Now, and surely not coincidentally, this piece from Marijuanapolitics.com reports in its headline that federal prosecutors are "to Drop Charges Against Oregon Teen Devontre Thomas." Here are the latest details:
Even those that don’t support legalizing cannabis were hard pressed to support the federal government threatening Oregon teen Devontre Thomas with a year long prison term over about a gram of marijuana. Drug War reform advocates and concerned citizens across the nation were frankly appalled of such a harsh sentence facing a nonviolent teenager in a state that had legalized cannabis with over 56% of the vote in 2014.
Thomas’ attorney, Ruben Iniguez worked tirelessly for his client and he left me a message stating that the charges would be dismissed in 60 days so long as Thomas stayed out of trouble and stayed employed and/or in school, conditions he was confident the teen would fulfill. Iniguez thanked advocates for reaching out and offering to help with Thomas’ case.
August 4, 2016 at 06:43 PM | Permalink
Congrats to Ruben Iniguez, a great attorney and good friend!
Posted by: Michael R. Levine | Aug 4, 2016 6:58:45 PM
A damn good atty. Sounded like a bogus charge for todays standards on it.
It would of scarred the kid. Hopefully he got the msg and quits or does a better job hiding it.
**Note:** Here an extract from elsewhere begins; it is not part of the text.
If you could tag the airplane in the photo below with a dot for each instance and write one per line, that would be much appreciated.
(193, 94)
At 19 yrs of age, 1 gram of weed. This was enough for the feds the process it.
This US Atty needs to get a life.
Posted by: MidWestGuy | Aug 4, 2016 9:48:17 PM
The Oregon U.S. Attorney was obviously stoned out of his mind when he first approved the charge.
Posted by: anon | Aug 4, 2016 10:45:14 PM
No judge is going to give anywhere near the maximum of one year. Just referencing it is referencing it is pure hyperbole. If convicted I doubt he would have served a day in jail.
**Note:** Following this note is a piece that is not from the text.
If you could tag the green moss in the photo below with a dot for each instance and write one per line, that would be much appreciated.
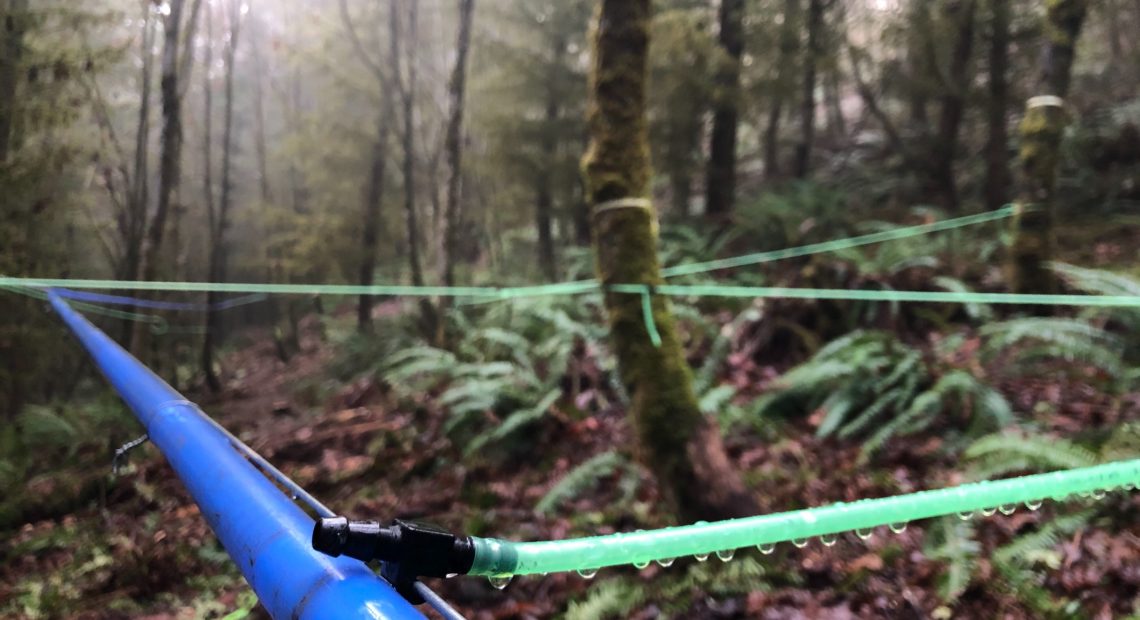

People are federally prosecuted for weed on federal land here in California all the time. Certainly no members of Congress are calling. Why is this kid any different ?
Posted by: David | Aug 5, 2016 1:39:24 AM
David writes "Why is this kid any different ?" Because the kid is in Oregon, not California. Here, we're all getting stoned now, and we like it.
Posted by: anon | Aug 5, 2016 7:32:37 AM
I remember one WO who used to claim that these type of charges just NEVER happen nowadays so what's the problem.
The PROBLEM is the unlimited power of prosecutors to screw with your life. I'm sure this type of offense would also be considered "violent".
Thank God that it took higher ups to call him in on it. I wonder how many times this doesn't happen, eh Bill?